翹首望東天, 神馳奈良邊. 三笠山頂上, 想又皎月圓(阿倍仲麻呂). 明日できることは今日しない

帰国準備雑感#02

2018-07-06 17:05:54 | 研究

帰国準備がスムースすぎて逆に疑心暗鬼になっていた今日この頃、ようやく待望の(?)レギュラーが発生しました。やっとブログに書くネタができました!

毎月の給料から積み立てている年金か退職金みたいなやつが、離職後に返ってくるのですが、金額を前もって知りたいので大学の会計課に電話しました。どうせ実際に離職しないと計算できないとかなんとか言い逃れされると思っていたので、そういう返答したら外国人に冷たいとかなんとか学長に文句の手紙を書くとかなんとかゴネようと思っていたのですが、予想をはるかに超え、このお金の計算や支給は、そもそも大学でも、さらには教育部や財政部等の省庁(行政院の下部組織)の管轄ですらなく、総督府直轄の「考試院」とのことで、打つ手無しでした(中華民国の組織図はこちら。
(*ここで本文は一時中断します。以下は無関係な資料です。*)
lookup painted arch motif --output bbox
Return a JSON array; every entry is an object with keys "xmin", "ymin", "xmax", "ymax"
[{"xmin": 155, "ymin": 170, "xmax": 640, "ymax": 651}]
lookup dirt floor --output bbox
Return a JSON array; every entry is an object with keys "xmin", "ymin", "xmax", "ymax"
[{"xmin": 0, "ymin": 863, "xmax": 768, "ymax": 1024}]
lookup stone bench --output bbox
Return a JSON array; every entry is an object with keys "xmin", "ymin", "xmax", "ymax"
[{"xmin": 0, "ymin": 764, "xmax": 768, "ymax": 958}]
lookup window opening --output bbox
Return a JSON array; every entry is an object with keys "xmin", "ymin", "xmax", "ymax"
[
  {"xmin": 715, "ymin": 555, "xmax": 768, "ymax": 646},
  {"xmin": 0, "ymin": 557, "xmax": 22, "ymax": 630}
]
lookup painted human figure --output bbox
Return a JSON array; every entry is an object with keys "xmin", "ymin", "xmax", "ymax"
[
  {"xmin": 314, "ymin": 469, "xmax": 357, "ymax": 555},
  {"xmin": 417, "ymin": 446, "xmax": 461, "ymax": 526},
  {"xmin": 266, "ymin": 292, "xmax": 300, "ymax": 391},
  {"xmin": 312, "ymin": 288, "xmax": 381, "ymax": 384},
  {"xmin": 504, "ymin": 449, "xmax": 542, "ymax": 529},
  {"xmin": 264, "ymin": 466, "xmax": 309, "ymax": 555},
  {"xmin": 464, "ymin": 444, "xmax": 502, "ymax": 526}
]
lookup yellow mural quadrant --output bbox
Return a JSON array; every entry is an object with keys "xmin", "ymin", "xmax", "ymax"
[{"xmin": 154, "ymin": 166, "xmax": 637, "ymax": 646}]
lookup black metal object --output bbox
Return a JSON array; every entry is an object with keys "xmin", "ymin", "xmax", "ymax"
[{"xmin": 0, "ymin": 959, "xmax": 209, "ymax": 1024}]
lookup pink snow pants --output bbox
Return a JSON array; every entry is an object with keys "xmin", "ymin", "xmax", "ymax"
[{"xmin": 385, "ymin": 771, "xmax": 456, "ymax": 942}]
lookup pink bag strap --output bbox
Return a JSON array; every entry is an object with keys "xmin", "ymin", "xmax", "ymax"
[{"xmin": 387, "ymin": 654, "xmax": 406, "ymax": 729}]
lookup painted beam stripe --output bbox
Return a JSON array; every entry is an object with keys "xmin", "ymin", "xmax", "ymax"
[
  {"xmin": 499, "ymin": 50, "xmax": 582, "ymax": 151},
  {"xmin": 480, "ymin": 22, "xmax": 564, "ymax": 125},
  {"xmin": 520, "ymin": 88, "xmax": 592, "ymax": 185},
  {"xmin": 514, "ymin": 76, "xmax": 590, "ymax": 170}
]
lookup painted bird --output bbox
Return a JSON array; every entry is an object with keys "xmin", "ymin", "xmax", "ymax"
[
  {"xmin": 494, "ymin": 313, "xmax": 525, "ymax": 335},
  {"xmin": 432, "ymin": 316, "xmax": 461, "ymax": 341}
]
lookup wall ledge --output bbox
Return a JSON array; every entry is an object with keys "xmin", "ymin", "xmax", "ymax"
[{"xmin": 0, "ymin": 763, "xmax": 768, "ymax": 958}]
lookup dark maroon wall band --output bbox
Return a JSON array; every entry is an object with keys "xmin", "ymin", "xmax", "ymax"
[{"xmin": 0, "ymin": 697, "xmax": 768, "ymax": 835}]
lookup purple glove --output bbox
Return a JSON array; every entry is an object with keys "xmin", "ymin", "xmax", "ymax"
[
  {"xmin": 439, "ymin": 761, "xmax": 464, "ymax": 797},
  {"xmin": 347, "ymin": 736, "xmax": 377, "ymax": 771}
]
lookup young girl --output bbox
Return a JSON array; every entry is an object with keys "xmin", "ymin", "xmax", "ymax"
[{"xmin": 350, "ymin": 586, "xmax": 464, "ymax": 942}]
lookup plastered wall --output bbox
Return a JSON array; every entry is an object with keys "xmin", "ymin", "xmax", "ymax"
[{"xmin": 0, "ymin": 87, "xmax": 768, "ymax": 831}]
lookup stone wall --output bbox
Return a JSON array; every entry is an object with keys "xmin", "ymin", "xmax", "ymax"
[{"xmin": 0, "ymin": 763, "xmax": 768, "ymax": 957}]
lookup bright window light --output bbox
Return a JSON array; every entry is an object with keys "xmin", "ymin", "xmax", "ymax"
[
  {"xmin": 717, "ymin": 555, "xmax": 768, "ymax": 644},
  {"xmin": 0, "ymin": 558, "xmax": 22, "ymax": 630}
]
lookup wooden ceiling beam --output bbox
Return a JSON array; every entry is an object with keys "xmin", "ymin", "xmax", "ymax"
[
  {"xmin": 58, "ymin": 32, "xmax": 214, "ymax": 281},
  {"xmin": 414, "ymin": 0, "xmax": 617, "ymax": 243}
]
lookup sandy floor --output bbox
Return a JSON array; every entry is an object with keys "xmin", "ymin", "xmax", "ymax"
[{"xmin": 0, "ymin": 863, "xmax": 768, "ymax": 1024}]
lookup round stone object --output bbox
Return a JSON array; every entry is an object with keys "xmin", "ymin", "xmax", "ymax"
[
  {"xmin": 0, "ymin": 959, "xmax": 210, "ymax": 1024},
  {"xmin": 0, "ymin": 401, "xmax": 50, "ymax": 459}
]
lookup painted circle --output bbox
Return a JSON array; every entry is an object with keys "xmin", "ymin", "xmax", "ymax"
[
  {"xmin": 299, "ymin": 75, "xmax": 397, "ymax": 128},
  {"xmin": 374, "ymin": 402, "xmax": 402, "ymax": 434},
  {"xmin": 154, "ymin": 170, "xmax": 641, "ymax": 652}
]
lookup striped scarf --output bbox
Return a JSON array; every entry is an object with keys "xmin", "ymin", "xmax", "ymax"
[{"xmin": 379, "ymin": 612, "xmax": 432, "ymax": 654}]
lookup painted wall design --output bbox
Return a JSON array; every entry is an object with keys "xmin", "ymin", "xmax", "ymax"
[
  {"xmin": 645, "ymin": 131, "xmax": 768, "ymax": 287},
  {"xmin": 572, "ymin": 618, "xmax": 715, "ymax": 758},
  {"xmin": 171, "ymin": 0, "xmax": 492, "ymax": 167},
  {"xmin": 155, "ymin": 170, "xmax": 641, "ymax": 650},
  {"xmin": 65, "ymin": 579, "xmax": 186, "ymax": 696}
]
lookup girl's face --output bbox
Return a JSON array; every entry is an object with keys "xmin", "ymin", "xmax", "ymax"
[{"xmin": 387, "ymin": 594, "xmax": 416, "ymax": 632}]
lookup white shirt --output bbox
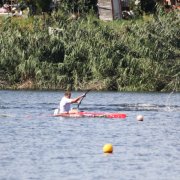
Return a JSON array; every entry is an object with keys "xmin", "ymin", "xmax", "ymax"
[{"xmin": 59, "ymin": 97, "xmax": 71, "ymax": 113}]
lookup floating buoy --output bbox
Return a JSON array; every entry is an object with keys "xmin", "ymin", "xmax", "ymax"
[
  {"xmin": 103, "ymin": 144, "xmax": 113, "ymax": 153},
  {"xmin": 136, "ymin": 115, "xmax": 144, "ymax": 121}
]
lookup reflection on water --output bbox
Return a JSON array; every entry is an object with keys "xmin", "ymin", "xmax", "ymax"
[{"xmin": 0, "ymin": 91, "xmax": 180, "ymax": 180}]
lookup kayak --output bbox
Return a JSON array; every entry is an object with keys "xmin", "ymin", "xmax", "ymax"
[{"xmin": 53, "ymin": 111, "xmax": 127, "ymax": 118}]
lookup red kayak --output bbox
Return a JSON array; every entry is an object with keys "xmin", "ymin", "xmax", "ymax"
[{"xmin": 53, "ymin": 111, "xmax": 126, "ymax": 118}]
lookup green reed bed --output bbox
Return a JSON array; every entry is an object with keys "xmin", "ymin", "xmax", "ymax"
[{"xmin": 0, "ymin": 11, "xmax": 180, "ymax": 91}]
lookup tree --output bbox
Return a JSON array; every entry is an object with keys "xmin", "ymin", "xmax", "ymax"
[{"xmin": 141, "ymin": 0, "xmax": 156, "ymax": 13}]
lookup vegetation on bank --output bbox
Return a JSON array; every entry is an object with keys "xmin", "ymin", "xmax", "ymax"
[{"xmin": 0, "ymin": 7, "xmax": 180, "ymax": 91}]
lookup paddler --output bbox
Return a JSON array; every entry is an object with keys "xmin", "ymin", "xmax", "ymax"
[{"xmin": 59, "ymin": 91, "xmax": 86, "ymax": 113}]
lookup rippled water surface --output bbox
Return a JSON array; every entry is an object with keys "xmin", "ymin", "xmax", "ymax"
[{"xmin": 0, "ymin": 91, "xmax": 180, "ymax": 180}]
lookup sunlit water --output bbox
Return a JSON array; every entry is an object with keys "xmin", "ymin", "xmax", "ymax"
[{"xmin": 0, "ymin": 91, "xmax": 180, "ymax": 180}]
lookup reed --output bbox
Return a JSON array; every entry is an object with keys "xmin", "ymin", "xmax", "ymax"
[{"xmin": 0, "ymin": 9, "xmax": 180, "ymax": 91}]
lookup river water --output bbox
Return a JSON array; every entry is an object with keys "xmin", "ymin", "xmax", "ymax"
[{"xmin": 0, "ymin": 90, "xmax": 180, "ymax": 180}]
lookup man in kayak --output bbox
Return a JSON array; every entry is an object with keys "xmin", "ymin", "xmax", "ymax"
[{"xmin": 59, "ymin": 91, "xmax": 85, "ymax": 113}]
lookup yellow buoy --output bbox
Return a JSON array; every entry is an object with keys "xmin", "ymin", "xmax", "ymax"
[
  {"xmin": 103, "ymin": 144, "xmax": 113, "ymax": 153},
  {"xmin": 136, "ymin": 115, "xmax": 144, "ymax": 121}
]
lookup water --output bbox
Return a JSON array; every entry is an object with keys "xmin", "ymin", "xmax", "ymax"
[{"xmin": 0, "ymin": 91, "xmax": 180, "ymax": 180}]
中央研究院も載ってます)。考試院、何それ怖い。

 

まあ、それはもともと戻ってくるとも思っていなかったボーナスみたいなものなので(税金もかからない)、額はどうでもいいのですが、なんとその振り込みは、政府系金融機関(台湾銀行、第一なんちゃら銀行、合作なんちゃら金庫)のみとのこと。郵局が含まれてない! これらに口座がないと小切手で支給されるのでなんかそのあと手数料取られそうですよね。

 

というわけで、大学から20分くらい歩いたところの合作なんちゃら金庫にまず行ってみました(台湾銀行より緩いかと思って)。しかし、窓口で根掘り葉掘りいろいろ訊かれて難癖付けられて断られました(たぶん台湾大学教員ということを信じてもらえず・・・)。次にそこから歩いてすぐの台湾銀行に行きました。そしたら、なんで台湾大学に勤務しているのにこんな遠い支店に口座作るんだ、公館支店に行け、とまたまた不審がられ、リジェクト。もうあきらめかけたのですが、99.9%無理だと思いながら台湾銀行・公館支店に行ってみると職員証を見ることなく質問もなく不審がられることもなくとっても親切に対応してもらって口座を作ることができました。たぶん大学の隣なので外国人がよく来るんでしょうね。いろいろ遠くまで行ったのに灯台下暗しってやつですね。

めでめでたし。

そして、今日はアパートとオフィスを引き払いました。引越し代を実費で負担してくれる太っ腹の赴任先のおかげで、パッキングサービスも込みのクロネコヤマトの船便を利用し、5人も6人もスタップが押しかけてすごいスピードで搬出が済みました。アパートは9:30に始めて二時間、オフィスは昼休憩後13:00から始めて搬出自体は1時間半くらいで終了、保険の計算などで30分くらいかかって15:00頃終了。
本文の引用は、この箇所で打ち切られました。